Benchmark models on the Incomplete PolyMNIST dataset

In this case study, we demonstrate how MultiVae can be used to perform a benchmark of models on a complex scenario.

We evaluate 6 models on the Incomplete PolyMNIST dataset with three levels of missing data:

η = 1 : no missing data
η = 0.8 : 20% of missing data
η = 0.5 : 50% of missing data

To reproduce this case study, all you need is to have MultiVae installed and the scripts in this folder.

Note on the structure of the code: in global_config.py, we define all the shared parameters, architectures and datasets that we use as well as the evaluation pipeline using MultiVae metrics modules.

Reproduce the benchmark

First, set the paths in global_config.py:

# Set your paths
DATA_PATH = '/home/{your_path}/data'
SAVE_PATH = '/home/{your_path}/experiments/benchmark_on_partial_mmnist'

If you use MultiVae to download the PolyMNIST dataset, then you don’t have to change the CLASSIFIER_PATH/ FID_PATH: the classifiers and fid model are downloaded along the dataset and the path are correctly set.

To launch an experiment run a command like the one below:

python {insert_model_name}.py --keep-incomplete --seed {insert_seed} --missing_ratio {insert missing ratio}

Replace the brackets with the arguments of your choice.
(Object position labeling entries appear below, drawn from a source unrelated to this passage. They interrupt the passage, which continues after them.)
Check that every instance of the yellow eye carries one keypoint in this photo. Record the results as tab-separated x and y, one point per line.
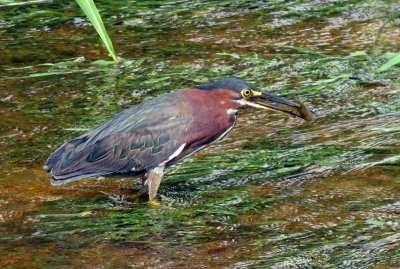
246	93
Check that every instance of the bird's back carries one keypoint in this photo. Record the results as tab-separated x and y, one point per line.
136	139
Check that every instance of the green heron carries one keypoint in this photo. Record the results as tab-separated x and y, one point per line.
146	138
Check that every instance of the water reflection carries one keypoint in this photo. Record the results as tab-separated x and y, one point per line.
275	193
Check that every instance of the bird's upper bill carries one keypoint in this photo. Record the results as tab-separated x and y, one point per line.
259	99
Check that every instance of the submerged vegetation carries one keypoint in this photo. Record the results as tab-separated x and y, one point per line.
275	193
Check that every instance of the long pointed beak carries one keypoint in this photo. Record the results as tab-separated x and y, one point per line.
269	101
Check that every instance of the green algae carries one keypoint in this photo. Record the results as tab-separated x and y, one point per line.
275	193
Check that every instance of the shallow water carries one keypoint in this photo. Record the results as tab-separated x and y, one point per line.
277	192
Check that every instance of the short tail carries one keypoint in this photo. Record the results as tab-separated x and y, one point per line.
66	163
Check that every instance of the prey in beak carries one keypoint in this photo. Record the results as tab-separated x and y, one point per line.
263	100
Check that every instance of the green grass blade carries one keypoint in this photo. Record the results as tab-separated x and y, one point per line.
395	60
93	15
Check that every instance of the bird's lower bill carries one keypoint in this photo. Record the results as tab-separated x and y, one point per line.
269	101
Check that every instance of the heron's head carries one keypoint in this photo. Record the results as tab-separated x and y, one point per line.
247	95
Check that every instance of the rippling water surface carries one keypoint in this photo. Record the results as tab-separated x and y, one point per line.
277	192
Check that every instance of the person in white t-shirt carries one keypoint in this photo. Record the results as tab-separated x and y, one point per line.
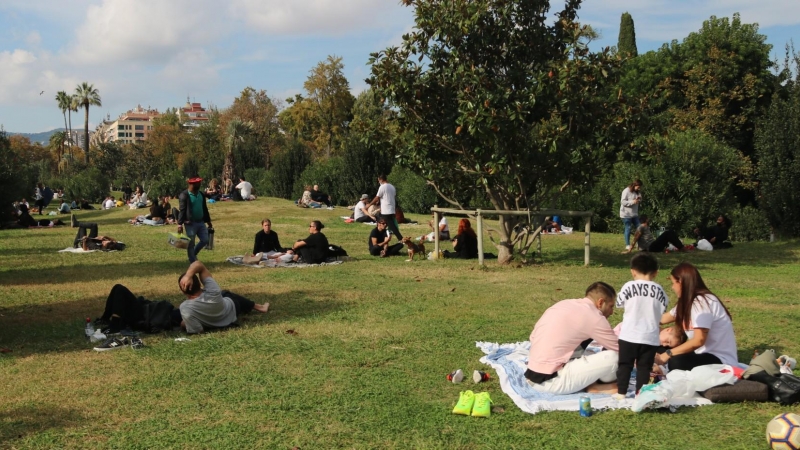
386	195
361	213
703	318
246	189
644	302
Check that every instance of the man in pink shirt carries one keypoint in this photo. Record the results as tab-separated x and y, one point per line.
563	328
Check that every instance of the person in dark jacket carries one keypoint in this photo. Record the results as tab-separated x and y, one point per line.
193	215
268	245
465	243
314	248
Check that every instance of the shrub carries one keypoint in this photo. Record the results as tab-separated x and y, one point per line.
287	165
414	195
328	174
749	224
90	184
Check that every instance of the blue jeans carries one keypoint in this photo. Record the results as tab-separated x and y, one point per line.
196	229
632	221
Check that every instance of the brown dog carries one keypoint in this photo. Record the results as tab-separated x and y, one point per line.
414	248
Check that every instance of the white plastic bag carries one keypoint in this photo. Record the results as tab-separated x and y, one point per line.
704	245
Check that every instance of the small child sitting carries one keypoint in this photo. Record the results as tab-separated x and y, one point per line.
644	302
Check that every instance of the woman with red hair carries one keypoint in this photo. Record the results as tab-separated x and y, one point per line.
465	243
703	319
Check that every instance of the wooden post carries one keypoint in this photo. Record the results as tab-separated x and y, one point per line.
479	219
435	233
586	240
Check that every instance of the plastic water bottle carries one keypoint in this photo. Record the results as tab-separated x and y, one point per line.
89	328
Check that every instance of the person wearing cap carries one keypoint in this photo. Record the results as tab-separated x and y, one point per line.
360	212
193	215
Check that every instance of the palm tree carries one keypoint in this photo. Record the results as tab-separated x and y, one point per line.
57	146
64	103
237	129
85	95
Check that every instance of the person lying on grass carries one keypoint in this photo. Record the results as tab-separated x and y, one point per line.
206	306
565	327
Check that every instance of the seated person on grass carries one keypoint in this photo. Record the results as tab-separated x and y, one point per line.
565	327
321	197
206	306
314	248
90	240
716	235
360	212
644	238
443	227
465	243
380	239
269	246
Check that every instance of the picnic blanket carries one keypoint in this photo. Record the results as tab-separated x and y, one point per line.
272	263
75	250
510	362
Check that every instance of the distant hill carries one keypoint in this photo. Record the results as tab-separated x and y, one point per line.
42	138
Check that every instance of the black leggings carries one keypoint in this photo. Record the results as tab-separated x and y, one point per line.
644	355
667	237
82	227
689	361
121	304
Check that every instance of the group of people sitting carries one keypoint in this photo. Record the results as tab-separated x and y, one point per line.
310	250
314	198
701	333
161	213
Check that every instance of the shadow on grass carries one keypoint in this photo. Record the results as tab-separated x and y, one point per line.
58	327
742	254
20	422
90	269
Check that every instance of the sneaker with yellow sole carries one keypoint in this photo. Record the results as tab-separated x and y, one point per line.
465	402
482	406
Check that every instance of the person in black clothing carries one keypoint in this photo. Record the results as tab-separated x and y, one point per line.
379	239
314	248
268	244
321	197
465	243
717	235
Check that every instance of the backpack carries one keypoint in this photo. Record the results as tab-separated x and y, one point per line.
334	251
156	316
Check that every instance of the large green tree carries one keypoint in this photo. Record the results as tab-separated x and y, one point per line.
626	43
86	95
330	102
496	94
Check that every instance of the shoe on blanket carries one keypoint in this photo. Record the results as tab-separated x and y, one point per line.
113	343
457	376
465	402
483	405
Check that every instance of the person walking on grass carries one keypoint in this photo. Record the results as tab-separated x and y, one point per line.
193	215
386	195
629	209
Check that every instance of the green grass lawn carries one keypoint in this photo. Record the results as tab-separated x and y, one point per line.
373	340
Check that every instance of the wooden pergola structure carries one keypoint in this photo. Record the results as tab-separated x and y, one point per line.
478	215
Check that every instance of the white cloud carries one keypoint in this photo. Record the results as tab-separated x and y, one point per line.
145	31
318	17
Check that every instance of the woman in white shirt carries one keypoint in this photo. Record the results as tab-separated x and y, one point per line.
703	318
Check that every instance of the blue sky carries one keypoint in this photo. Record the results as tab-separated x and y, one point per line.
157	52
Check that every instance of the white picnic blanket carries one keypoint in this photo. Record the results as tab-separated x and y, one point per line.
510	362
272	263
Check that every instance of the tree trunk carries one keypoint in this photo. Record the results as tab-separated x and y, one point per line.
86	136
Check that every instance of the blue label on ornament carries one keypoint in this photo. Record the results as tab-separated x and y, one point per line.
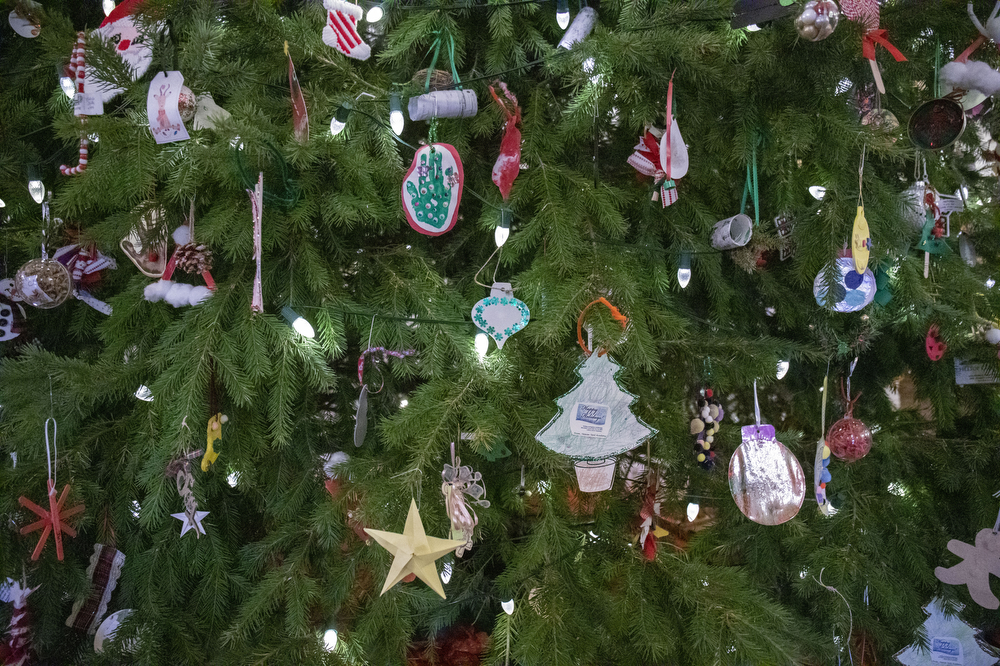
946	650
Here are the options:

For the model_name : jmvae, jnf,mvae,mmvae,mvtcae,mopoe,mvae
--keep_incomplete: use this argument to keep all the data even samples with missing modalities
--missing_ratio : either 0, 0.2 or 0.5
--seed : the seed for the experiment.

Example:

python mvtcae.py --keep-incomplete --seed 0 --missing_ratio 0.2

trains the MVTCAE model on a partial dataset with 20% of missing data but keeping incomplete samples in the mix.

Note that for jmvae, jnf, the option –keep_incomplete can not be used as these models are incompatible with missing data.

And there you go! You have everything to reproduce the experiments.

Results

You can visualize all results on this wandb workspace : https://wandb.ai/multimodal_vaes/compare_on_mmnist

We also downloaded metrics from this wandb workspace to do our own plots: (if you go to /runs, you can download everything in a csv format).

Below are the coherences results that we obtained: The MoPoE, MMVAE and MVTCAE performances hold surprisingly well to large percentages of missing data!

We also compared the FID values: fids

Additional Analysis of the models

All the models trained for this case-study are available on HuggingFace.

If you want, you can run additional analysis on these models by reloading them.

Load trained models and compute clustering metrics

To compute clustering metrics with the trained models available on HuggingFaceHub, you can run

python clustering.py --model_name {insert model name} --seed {insert seed} --keep_incomplete --missing_ratio {insert_missing_ratio}

Example:

python clustering.py --model_name MMVAE --seed 0 --keep_incomplete --missing_ratio 0.2

With this script, we can compute all clustering accuracies and obtain the following results:

clustering

Load trained models and analyse joint generation with samplers

With the script samplers.py you can reload the models to compute the joint coherence with different samplers.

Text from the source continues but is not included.